Forget your drunken photos on Facebook. They already know about them, and you know they know. Don’t worry about tracking cookies either.

As Crikey reported last week, they’re nothing new and everybody uses them. It’s what you don’t know they know that you should worry about – and frequently your website use is even being tracked without the knowledge of the site you’re visiting.

“I think that cookies is probably the most visible and most easily understood issue, but I think there’s a lot of other elements that we need to be aware of,” said Kevin Shaw, president of the International Association of Privacy Professionals — Australia and New Zealand (iappANZ). “For me it’s more [about] the professional data mining that goes on on the internet.”

Shaw is referring to data aggregation companies like Acxiom, ChoicePoint and LexisNexis. They buy collections of personal data from businesses as diverse as car hire firms, hotel chains, frequent flyer programmes and Australia Post – the “partners” glossed over in their privacy policies – and compile profiles of you as an individual.

Even the boxes you tick on competition entry forms can end up in the mix.

These profiles were initially built up for commercial reasons, to better target advertising. But as Shaw told this week’s Patch Monday podcast, “You can imagine a lot of the behavioural mining could be just as useful for security purposes. Potentially if that database then gets hijacked, it could be used for nefarious purposes.”

This kind of data mining has been going on for years of course, even decades. But the advent of cloud means businesses large and small are moving their data from dedicated facilities directly under their control to cloud storage. This can deliver massive cost savings but, as I’ve written elsewhere, it also introduces new security challenges.

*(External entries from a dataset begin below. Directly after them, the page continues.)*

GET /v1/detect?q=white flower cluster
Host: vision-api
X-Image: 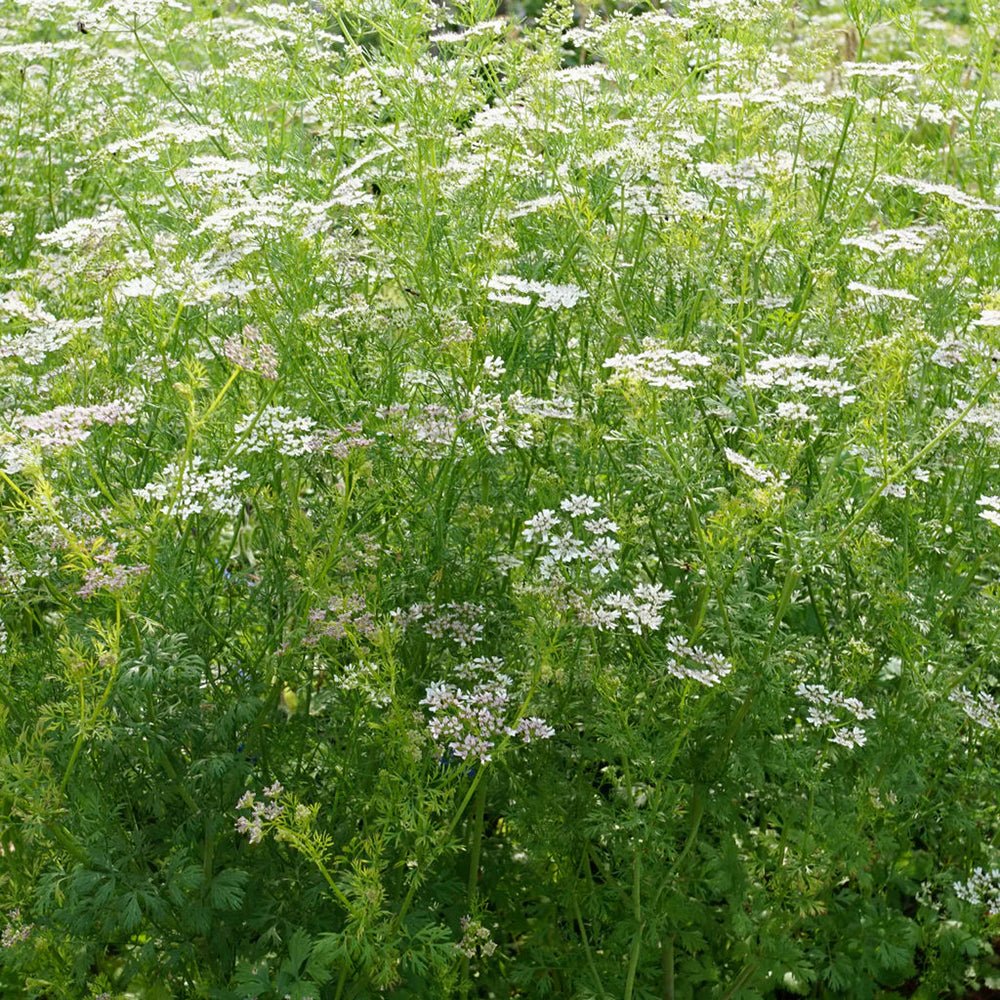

[743,354,856,406]
[578,583,674,635]
[14,396,142,450]
[847,281,919,302]
[953,868,1000,914]
[455,916,497,958]
[234,781,285,844]
[725,448,777,485]
[486,274,587,309]
[948,688,1000,729]
[420,658,555,763]
[976,496,1000,528]
[521,494,621,577]
[972,309,1000,327]
[667,635,733,687]
[840,226,942,257]
[604,337,712,389]
[233,406,319,458]
[0,317,103,365]
[795,684,875,749]
[879,174,1000,216]
[133,455,250,520]
[392,601,485,649]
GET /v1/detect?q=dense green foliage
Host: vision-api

[0,0,1000,1000]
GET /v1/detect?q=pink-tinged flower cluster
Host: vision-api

[77,545,149,598]
[420,658,555,763]
[953,868,1000,914]
[222,326,278,382]
[666,635,733,687]
[14,397,141,449]
[392,601,485,649]
[302,594,376,646]
[948,688,1000,729]
[133,455,250,520]
[0,908,34,948]
[795,684,875,750]
[233,781,285,844]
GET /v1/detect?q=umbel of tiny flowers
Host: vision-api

[795,684,875,750]
[953,868,1000,915]
[420,658,555,763]
[234,781,285,844]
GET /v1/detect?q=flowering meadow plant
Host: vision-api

[0,0,1000,1000]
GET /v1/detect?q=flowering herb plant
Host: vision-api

[0,0,1000,1000]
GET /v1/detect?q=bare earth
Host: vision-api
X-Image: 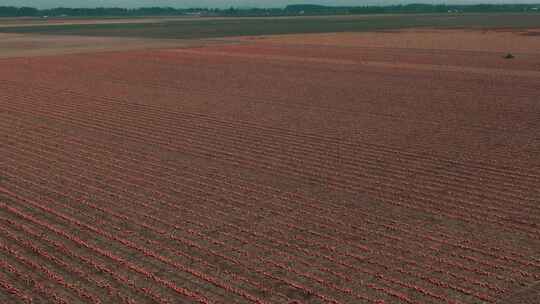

[0,30,540,304]
[0,33,232,58]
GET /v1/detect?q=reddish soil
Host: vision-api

[0,32,540,304]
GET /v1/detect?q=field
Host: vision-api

[0,16,540,304]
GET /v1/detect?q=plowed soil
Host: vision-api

[0,30,540,304]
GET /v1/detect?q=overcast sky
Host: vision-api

[0,0,540,8]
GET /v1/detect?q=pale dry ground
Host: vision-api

[0,17,179,28]
[249,29,540,54]
[0,33,232,58]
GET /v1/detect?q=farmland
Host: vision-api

[0,17,540,304]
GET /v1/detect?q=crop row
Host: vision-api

[1,138,506,304]
[2,95,536,256]
[2,77,539,190]
[4,89,538,238]
[2,117,536,280]
[1,116,536,282]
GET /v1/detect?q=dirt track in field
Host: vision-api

[0,33,234,58]
[0,31,540,304]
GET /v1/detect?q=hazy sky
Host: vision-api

[0,0,540,8]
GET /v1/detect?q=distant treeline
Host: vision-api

[0,4,540,17]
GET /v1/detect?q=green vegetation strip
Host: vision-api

[0,14,540,39]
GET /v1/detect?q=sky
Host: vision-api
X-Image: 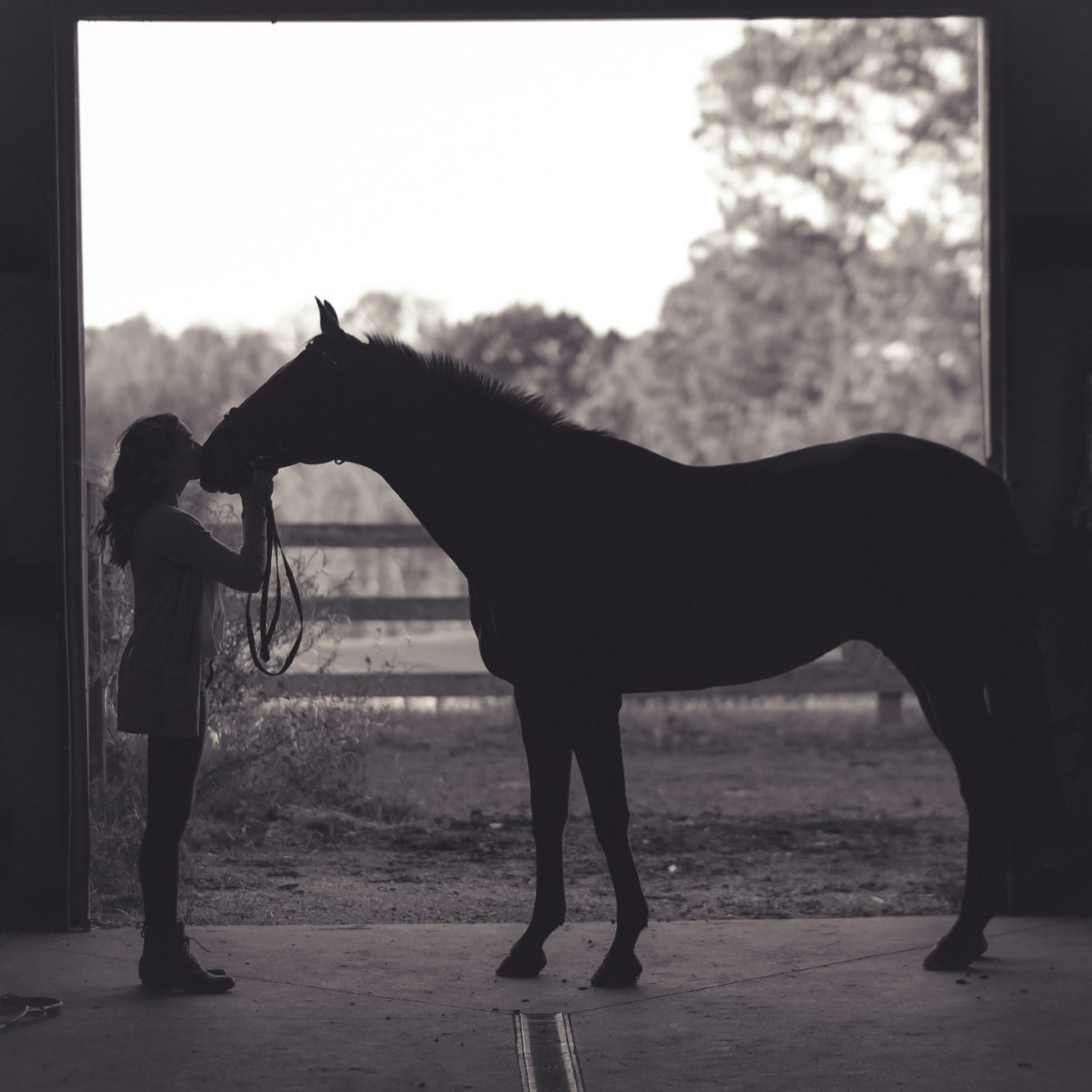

[79,20,742,335]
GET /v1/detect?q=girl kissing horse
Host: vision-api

[201,302,1046,986]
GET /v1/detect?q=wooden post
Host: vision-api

[88,482,106,777]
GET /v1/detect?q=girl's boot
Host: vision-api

[138,922,235,994]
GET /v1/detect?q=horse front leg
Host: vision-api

[497,690,572,978]
[572,699,649,987]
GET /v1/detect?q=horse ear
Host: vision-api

[315,296,341,334]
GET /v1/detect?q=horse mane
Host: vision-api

[365,334,593,433]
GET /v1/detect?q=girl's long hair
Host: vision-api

[95,413,181,567]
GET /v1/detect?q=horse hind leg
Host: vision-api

[888,652,1010,971]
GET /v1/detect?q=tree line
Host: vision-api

[85,19,983,522]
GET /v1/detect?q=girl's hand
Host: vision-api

[239,469,273,509]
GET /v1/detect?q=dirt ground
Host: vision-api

[159,699,965,924]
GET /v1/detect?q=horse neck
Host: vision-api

[347,365,549,582]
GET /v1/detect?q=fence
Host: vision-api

[88,502,908,773]
[251,523,908,723]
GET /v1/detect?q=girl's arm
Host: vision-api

[148,505,265,591]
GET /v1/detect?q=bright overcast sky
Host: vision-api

[79,20,741,334]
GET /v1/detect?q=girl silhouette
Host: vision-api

[95,413,273,994]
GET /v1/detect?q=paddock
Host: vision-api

[0,0,1092,1092]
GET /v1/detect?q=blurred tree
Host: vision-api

[341,292,443,348]
[428,304,618,410]
[588,19,981,462]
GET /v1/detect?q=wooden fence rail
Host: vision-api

[88,500,908,729]
[251,523,908,723]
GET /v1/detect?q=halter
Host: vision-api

[224,338,345,675]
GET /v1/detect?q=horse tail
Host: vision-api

[984,478,1063,827]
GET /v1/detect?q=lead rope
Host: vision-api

[247,501,304,675]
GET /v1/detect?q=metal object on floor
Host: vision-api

[0,994,62,1031]
[512,1011,584,1092]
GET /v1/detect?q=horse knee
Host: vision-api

[591,806,629,850]
[531,808,569,845]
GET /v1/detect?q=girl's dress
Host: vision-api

[118,505,265,738]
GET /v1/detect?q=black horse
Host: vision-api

[201,302,1046,986]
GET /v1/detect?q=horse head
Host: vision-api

[201,298,355,492]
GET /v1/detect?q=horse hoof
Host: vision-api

[922,932,990,971]
[591,951,644,990]
[497,947,546,978]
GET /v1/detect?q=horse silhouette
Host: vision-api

[201,302,1049,986]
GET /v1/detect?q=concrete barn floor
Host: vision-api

[0,918,1092,1092]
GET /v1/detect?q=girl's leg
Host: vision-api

[138,691,235,994]
[140,690,206,926]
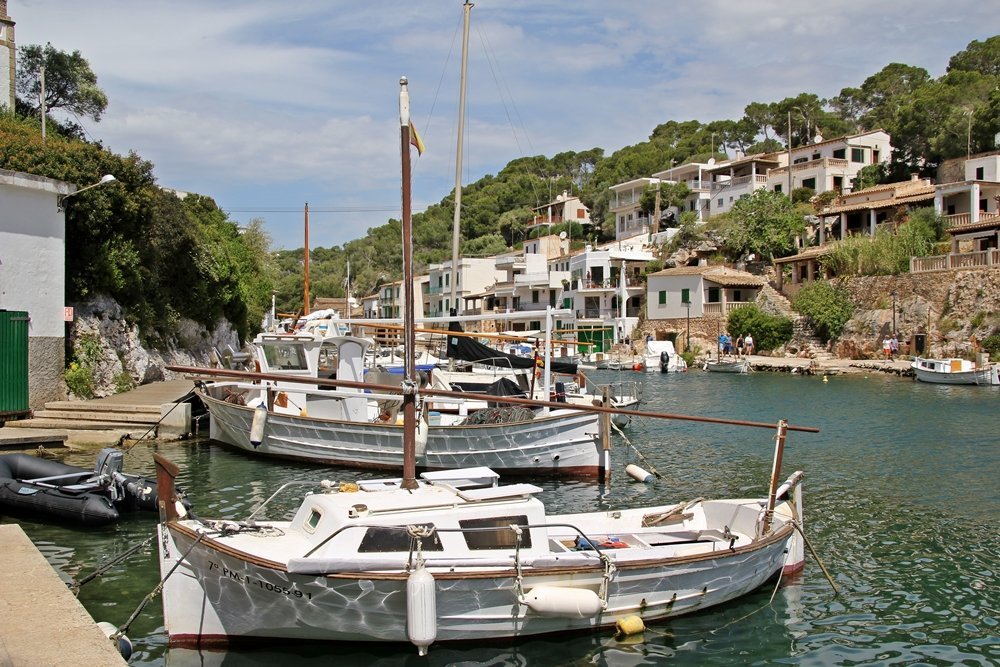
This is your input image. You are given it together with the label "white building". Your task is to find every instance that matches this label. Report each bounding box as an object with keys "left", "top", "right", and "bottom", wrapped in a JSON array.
[
  {"left": 0, "top": 0, "right": 17, "bottom": 111},
  {"left": 0, "top": 168, "right": 75, "bottom": 409},
  {"left": 608, "top": 178, "right": 660, "bottom": 240},
  {"left": 767, "top": 130, "right": 892, "bottom": 194},
  {"left": 424, "top": 257, "right": 503, "bottom": 317},
  {"left": 653, "top": 162, "right": 716, "bottom": 222}
]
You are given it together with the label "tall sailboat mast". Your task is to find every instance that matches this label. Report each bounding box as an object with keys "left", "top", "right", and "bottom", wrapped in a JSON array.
[
  {"left": 451, "top": 0, "right": 473, "bottom": 315},
  {"left": 399, "top": 76, "right": 417, "bottom": 489}
]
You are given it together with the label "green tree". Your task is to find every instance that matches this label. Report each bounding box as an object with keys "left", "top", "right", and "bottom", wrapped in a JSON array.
[
  {"left": 726, "top": 190, "right": 806, "bottom": 259},
  {"left": 792, "top": 280, "right": 854, "bottom": 342},
  {"left": 726, "top": 304, "right": 792, "bottom": 352},
  {"left": 17, "top": 44, "right": 108, "bottom": 122}
]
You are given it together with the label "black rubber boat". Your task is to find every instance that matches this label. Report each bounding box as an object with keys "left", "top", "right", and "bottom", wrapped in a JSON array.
[{"left": 0, "top": 449, "right": 157, "bottom": 526}]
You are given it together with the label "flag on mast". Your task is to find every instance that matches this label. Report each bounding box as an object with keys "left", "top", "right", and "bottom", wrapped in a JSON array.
[{"left": 410, "top": 120, "right": 424, "bottom": 155}]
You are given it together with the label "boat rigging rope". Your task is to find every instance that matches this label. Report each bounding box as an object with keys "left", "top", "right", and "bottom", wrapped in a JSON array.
[{"left": 611, "top": 421, "right": 663, "bottom": 479}]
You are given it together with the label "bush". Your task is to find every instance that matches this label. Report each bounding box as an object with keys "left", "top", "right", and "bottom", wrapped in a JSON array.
[
  {"left": 726, "top": 305, "right": 792, "bottom": 352},
  {"left": 792, "top": 281, "right": 854, "bottom": 343}
]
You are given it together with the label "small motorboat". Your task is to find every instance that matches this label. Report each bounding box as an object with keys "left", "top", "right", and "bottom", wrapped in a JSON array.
[
  {"left": 0, "top": 448, "right": 157, "bottom": 526},
  {"left": 702, "top": 358, "right": 751, "bottom": 374}
]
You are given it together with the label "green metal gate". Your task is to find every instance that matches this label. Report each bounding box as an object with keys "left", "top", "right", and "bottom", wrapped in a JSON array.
[{"left": 0, "top": 310, "right": 29, "bottom": 421}]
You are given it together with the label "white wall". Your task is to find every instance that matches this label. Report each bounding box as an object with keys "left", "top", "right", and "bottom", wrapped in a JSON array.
[{"left": 0, "top": 170, "right": 68, "bottom": 338}]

“For me confidence always comes with evidence. I don’t think anybody wants to be in a position of just blindly believing that large organisations are going to do the right thing,” Shaw said. “From an end-user and consumer point of view we should start demanding greater clarity from organisations as to what they’re doing with our data and how they’re protecting it.”

Such clarity would of course require online businesses to know what data is actually being collected. But Krux Digital checked out fifty popular US websites and found that nearly a third of the tracking tools were installed by third-party companies without the host site’s knowledge or permission.

Meanwhile Shaw is dismissive of the media attention given to the perceived risks of social networking sites.

“Look, I think it’s a risk, but I don’t think it’s the only risk and it’s probably been elevated out of proportion to some of the other risks that we as end users and customers face,” he said.

“I think the only solution around things like Facebook is an education process to the end users as to what can go wrong, and what is appropriate and not appropriate to put up on social networking sites.”

iappANZ’s annual conference “Silver Lining: The Privacy Umbrella of Cloud Computing” will be held in Sydney on 30 November.